Detection of Surface Defects in Magnetic Tile Images / Semantic segmentation

Dataset

The magnetic tile surface defect dataset is originally used by Huang et al [1]. Based on the defect types, the dataset is divided into six smaller datasets: blowhole, crack, break, fray, uneven (grinding uneven) and free (no defects). Each image is accompanied by its pixel-level ground-truth image.
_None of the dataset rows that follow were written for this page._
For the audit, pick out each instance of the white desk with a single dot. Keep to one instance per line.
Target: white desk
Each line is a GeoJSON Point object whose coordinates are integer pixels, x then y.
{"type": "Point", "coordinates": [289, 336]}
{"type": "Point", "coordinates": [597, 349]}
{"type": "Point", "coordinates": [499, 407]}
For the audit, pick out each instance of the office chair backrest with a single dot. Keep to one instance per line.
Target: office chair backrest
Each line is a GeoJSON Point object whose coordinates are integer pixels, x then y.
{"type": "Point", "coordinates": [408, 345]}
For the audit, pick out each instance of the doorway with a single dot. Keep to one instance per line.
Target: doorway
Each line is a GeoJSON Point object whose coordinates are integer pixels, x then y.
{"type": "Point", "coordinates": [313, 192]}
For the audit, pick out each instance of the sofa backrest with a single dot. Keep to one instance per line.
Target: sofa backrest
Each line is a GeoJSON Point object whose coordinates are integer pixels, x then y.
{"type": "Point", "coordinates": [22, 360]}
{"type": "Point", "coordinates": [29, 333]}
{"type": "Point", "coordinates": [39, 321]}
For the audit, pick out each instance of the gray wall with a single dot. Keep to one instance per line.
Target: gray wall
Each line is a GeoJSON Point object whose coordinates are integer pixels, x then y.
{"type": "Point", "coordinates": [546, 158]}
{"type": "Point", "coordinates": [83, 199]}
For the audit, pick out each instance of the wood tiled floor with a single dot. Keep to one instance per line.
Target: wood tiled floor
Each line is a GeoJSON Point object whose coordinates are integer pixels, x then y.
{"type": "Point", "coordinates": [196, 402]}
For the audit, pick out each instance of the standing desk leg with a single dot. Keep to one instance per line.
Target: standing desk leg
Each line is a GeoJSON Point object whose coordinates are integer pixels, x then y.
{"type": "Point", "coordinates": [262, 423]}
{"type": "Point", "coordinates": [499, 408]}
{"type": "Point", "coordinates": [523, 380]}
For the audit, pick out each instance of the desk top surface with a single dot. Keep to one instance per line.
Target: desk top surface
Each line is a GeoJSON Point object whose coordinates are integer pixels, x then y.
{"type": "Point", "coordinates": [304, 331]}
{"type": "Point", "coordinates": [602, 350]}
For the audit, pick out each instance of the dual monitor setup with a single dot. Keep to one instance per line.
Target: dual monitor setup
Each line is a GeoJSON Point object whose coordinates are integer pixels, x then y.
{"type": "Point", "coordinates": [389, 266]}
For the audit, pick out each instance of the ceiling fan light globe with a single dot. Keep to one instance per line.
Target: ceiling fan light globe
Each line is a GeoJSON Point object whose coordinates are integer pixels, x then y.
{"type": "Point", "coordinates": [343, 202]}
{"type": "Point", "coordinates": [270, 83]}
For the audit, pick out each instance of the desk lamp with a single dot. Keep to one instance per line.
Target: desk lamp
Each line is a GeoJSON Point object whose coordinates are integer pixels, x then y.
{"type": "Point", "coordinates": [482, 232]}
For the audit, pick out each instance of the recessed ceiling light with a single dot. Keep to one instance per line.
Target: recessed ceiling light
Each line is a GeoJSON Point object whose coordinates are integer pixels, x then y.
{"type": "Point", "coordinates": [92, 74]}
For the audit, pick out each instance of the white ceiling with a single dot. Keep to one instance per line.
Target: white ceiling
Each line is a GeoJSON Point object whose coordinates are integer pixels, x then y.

Figure 1. Examples of magnetic tile surface defects, labelled with the pixel-level ground truths [1].

Objective

One of the most laborious parts of quality control of magnetic tile manufacturing is surface defect detection. Since blowhole and crack have a crucial impact on the quality of the tiles. The goal of this study is binary semantic segmentation of the Blowhole_Crack_Free dataset.

Evaluation Metrics

The evaluation metrics are the maximum F_beta measure (beta^2=0.3) and the mean absolute error (MAE) associated with it.

Solution Approach

In semantic segmentation, every pixel in the image is assigned to a class. To train a network that detects defects at the pixel level (binary semantic segmentation), I define two main classes: defective and flawless. I label the defective pixels as True (1) and the rest as False (0).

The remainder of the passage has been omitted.